Flight attendant Tonya Johnson walks the aisles of United Airlines' 787 Dreamliner at LAX during tours of the aircraft in 2012. United has offered buyout packages of up to $100,000 primarily to veteran flight attendants.
(Christina House / For The Times)

In hopes of cutting its staffing budget, United Airlines announced plans Monday to offer veteran flight attendants early buyout packages of up to $100,000 each.

United, which has been struggling to reconcile union contracts since its merger with Continental Airlines in 2010, hopes to reduce the ranks of its 23,000 flight attendants by about 2,000.

The buyout package has the support of the flight attendants union.


The airline has also offered to recall 1,450 flight attendants who left the airline or were laid off this year.

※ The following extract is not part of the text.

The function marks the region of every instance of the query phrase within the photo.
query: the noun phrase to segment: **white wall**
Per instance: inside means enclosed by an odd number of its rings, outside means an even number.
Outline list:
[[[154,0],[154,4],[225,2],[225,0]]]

The airline expects to offer the buyout primarily to senior flight attendants while most of the former employees who will be allowed to return are attendants with less experience, according to airline officials.

“Employee morale is critical. This early out package and end to furloughs and other staffing disruptions is reached outside of contract negotiations,” the Assn. of Flight Attendants said in a statement.

The Chicago-based airline -- one of the largest in the world -- has reached contract deals with nearly every employee group except for flight attendants and technicians.

United officials said the buyout packages would help the airline and the flight attendants union reach a labor agreement.

“Recalling furloughed flight attendants and aligning our staffing to match our flying schedule will further facilitate the company and AFA reaching a joint collective bargaining agreement,” said Mike Bonds, executive vice president for human resources and labor relations at United. “It’s another positive step in what has become a productive relationship with AFA.”

The median annual salary for a flight attendant in the U.S. is $37,240, according to the Bureau of Labor Statistics. But experienced flight attendants who fly on international flights on major carriers can earn much more with overtime and bonuses.